Generate Cell Types using Surface Markers

Here we will use hierarchical clustering and surface markers to identify cell types. First, we will downsample our Plasma and PMA data, then merge and cluster, then identify cell clusters by selecting a level of the dendrogram tree, finally label cell clusters based on surface marker composition and transfer these labels back to the single cell data.

In [1]:
import pandas as pd
import numpy as np
from clustergrammer_widget import *
net = Network(clustergrammer_widget)

Load Data

Here we are loading the data and setting the cell type colors for consistent coloring across multiple heatmaps.

In [2]:
# load plasma.txt original data (e.g. not normalized, etc)
net.load_file('../cytof_data/Plasma_clean.txt')
df_plasma = net.export_df()

# load pma.txt original data
net.load_file('../cytof_data/PMA_clean.txt')
df_pma = net.export_df()
In [3]:
# manually set treatment colors
net.set_cat_color('col', 1, 'Marker-type: phospho marker', 'red')
net.set_cat_color('col', 1, 'Marker-type: surface marker', 'blue')

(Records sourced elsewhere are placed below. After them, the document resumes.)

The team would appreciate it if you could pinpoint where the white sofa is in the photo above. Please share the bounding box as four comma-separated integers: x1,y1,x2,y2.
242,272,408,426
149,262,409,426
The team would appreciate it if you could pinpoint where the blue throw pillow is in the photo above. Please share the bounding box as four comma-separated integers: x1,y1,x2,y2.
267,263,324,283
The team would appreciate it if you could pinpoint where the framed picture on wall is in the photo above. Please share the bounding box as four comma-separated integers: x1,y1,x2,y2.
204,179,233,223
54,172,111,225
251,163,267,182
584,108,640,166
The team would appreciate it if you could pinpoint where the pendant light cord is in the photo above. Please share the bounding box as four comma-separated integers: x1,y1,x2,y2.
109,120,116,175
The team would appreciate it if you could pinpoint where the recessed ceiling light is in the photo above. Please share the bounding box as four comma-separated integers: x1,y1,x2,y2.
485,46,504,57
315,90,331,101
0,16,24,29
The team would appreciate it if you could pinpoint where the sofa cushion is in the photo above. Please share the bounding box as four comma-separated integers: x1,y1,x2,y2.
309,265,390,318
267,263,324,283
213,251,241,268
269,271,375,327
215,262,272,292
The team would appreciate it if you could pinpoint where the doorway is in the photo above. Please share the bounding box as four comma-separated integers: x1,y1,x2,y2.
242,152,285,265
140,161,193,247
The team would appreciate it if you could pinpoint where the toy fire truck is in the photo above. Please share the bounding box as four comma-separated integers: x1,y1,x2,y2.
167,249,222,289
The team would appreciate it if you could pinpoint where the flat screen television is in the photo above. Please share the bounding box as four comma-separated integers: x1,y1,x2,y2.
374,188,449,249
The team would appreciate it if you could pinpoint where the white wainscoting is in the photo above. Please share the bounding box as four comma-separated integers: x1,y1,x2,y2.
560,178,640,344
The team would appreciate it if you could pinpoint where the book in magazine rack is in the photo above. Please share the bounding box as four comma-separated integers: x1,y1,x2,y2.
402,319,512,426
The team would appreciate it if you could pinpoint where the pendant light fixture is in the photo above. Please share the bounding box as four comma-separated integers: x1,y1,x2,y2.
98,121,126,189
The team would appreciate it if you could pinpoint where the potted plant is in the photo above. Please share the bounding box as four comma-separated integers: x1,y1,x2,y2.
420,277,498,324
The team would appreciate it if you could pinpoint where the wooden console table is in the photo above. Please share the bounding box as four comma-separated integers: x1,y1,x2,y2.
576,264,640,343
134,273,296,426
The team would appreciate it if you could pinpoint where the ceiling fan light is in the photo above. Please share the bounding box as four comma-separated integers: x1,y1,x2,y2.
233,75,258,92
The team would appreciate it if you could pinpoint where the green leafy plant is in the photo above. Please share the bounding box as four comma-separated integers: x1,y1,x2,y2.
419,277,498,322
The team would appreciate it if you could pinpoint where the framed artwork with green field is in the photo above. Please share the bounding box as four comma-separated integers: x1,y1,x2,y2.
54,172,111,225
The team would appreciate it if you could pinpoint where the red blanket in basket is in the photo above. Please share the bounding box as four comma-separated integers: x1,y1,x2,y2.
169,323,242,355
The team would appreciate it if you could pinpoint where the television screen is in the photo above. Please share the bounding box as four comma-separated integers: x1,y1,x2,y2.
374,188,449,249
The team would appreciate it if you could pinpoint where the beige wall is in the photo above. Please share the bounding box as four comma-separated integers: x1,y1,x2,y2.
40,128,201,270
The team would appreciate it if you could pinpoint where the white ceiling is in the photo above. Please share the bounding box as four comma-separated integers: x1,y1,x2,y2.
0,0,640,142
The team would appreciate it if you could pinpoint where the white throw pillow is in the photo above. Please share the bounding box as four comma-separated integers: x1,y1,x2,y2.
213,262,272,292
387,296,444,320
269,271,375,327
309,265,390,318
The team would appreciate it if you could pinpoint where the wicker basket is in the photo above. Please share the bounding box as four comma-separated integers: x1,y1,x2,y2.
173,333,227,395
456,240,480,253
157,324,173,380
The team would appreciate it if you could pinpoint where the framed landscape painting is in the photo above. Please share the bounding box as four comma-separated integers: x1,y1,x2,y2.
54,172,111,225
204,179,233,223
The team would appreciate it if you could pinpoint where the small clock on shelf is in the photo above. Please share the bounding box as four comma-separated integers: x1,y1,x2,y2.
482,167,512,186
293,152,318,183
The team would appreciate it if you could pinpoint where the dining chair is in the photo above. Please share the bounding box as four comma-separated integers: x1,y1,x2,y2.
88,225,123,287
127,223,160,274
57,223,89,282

# manually set row colors: subsample
net.set_cat_color('row', 1, 'B cells', '#22316C')
net.set_cat_color('row', 1, 'Basophils', '#000033')
net.set_cat_color('row', 1, 'CD14hi monocytes', 'yellow')
net.set_cat_color('row', 1, 'CD14low monocytes', '#93b8bf')
net.set_cat_color('row', 1, 'CD1c DCs', '#3636e2')
net.set_cat_color('row', 1, 'CD4 Tcells', 'blue')
net.set_cat_color('row', 1, 'CD4 Tcells_CD127hi', '#FF6347')
net.set_cat_color('row', 1, 'CD4 Tcells CD161hi', '#F87531')
net.set_cat_color('row', 1, 'CD4 Tcells_Tregs', '#8B4513')
net.set_cat_color('row', 1, 'CD4 Tcells+CD27hi', '#330303')
net.set_cat_color('row', 1, 'CD8 Tcells', '#ffb247')
net.set_cat_color('row', 1, 'Neutrophils', 'purple')
net.set_cat_color('row', 1, 'NK cells_CD16hi', 'red')
net.set_cat_color('row', 1, 'NK cells_CD16hi_CD57hi', 'orange')
net.set_cat_color('row', 1, 'NK cells_CD56hi', '#e052e5')
net.set_cat_color('row', 1, 'Undefined', 'gray')

Downsample Single Cell Data

Here we will normalize the surface marker distributions (using Z-score) and downsample the Plasma and PMA cells (to obtain 1000 cell-clusters) using K-means clustering. We will keep track of which single cells are associated with each cluster using ds_data_plasma and ds_data_pma - this will be used to transfer labels back to the single cell data. We will store the downsampled datasets as ds_plasma and ds_pma.

In [4]:
net.load_df(df_plasma)
net.filter_cat('col', 1, 'Marker-type: surface marker')
net.normalize(axis='col', norm_type='zscore', keep_orig=False)
ds_data_plasma = net.downsample(ds_type='kmeans', axis='row', num_samples=1000)
net.clip(-10,10)
ds_plasma = net.export_df()
/Users/nickfernandez/anaconda/lib/python2.7/site-packages/sklearn/cluster/k_means_.py:1382: RuntimeWarning: init_size=300 should be larger than k=1000. Setting it to 3*k
  init_size=init_size)
In [5]:
net.load_df(df_pma)
net.filter_cat('col', 1, 'Marker-type: surface marker')
net.normalize(axis='col', norm_type='zscore', keep_orig=False)
ds_data_pma = net.downsample(ds_type='kmeans', axis='row', num_samples=1000)
net.clip(-10,10)
ds_pma = net.export_df()

Merge Downsampled Plasma and PMA Data

Downsampled versions of the Plasma and PMA surface marker data will be merged and hierarchically clustered.

In [6]:
ds_merge = pd.concat([ds_plasma, ds_pma])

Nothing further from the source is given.